There is an interesting phenomenon happening between this past winter and the unseasonably wet, cold spring. There is a lot of damage to plants and lawns. My hibiscus and three butterfly bushes are dead. The hibiscus I can understand, but normally you can’t kill a butterfly bush even if you want to.

Yesterday, I talked to a couple of people with severe rhododendron damage, numerous folks with large swaths of dead lawn from road salt runoff, plants eaten down to the ground by deer that have never touched them before, and even a couple who said beetles have come out of the ground to devour their blueberry bushes.

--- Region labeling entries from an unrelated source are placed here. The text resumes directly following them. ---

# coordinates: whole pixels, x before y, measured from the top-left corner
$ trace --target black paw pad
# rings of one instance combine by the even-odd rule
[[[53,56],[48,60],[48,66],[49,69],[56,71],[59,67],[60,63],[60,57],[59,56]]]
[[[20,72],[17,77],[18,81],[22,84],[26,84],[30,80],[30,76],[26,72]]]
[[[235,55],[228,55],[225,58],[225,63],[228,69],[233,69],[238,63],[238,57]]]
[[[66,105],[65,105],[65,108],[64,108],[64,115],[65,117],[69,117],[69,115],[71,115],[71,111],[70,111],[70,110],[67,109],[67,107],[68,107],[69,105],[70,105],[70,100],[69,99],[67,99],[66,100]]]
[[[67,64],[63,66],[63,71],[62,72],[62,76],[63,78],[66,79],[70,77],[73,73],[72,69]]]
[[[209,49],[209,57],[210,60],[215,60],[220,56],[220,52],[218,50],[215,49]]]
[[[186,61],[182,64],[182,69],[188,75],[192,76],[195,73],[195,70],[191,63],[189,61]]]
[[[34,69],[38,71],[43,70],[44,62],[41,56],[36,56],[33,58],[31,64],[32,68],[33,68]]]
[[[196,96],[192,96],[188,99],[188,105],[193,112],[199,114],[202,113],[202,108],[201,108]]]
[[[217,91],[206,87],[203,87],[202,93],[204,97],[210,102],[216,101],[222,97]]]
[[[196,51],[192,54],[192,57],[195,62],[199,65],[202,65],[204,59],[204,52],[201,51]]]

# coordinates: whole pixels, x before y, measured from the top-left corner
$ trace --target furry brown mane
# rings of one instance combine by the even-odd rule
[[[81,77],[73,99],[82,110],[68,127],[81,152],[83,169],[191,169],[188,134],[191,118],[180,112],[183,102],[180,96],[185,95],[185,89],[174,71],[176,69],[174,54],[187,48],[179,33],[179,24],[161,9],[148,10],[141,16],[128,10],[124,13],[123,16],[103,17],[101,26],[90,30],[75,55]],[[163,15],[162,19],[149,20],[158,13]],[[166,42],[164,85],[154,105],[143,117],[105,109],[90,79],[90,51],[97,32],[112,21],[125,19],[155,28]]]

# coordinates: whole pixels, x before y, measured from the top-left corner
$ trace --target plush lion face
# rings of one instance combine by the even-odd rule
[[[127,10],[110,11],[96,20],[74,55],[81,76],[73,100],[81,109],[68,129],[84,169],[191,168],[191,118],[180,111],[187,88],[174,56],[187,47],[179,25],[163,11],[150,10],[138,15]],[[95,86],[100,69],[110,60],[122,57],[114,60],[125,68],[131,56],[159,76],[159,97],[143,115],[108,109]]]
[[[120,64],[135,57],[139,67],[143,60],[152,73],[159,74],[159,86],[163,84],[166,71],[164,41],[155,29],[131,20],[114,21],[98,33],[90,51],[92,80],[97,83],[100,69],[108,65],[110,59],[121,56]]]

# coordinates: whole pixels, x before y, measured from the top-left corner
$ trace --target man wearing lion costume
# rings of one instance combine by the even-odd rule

It’s been a tough year so far for gardening enthusiasts.

Remember those 20+ dogwoods I’ve been nurturing since last year? The roots are growing out of the bottom of the pots, the bark is green, but not one leaf. I couldn’t take them to the sale because they look like dead sticks. Gardening as a hobby is never dull, and you are always provided with an opportunity to learn something new.

I’ve got a couple of plants to get into containers and in the ground this morning because it’s going to rain this afternoon, but after that I’m going to find an indoor project to work on because I’m tired.

Have you had any strange happenings in your outdoor landscape this year that you haven’t seen before? I’m also going to put a couple of links below just in case they might be of help to you.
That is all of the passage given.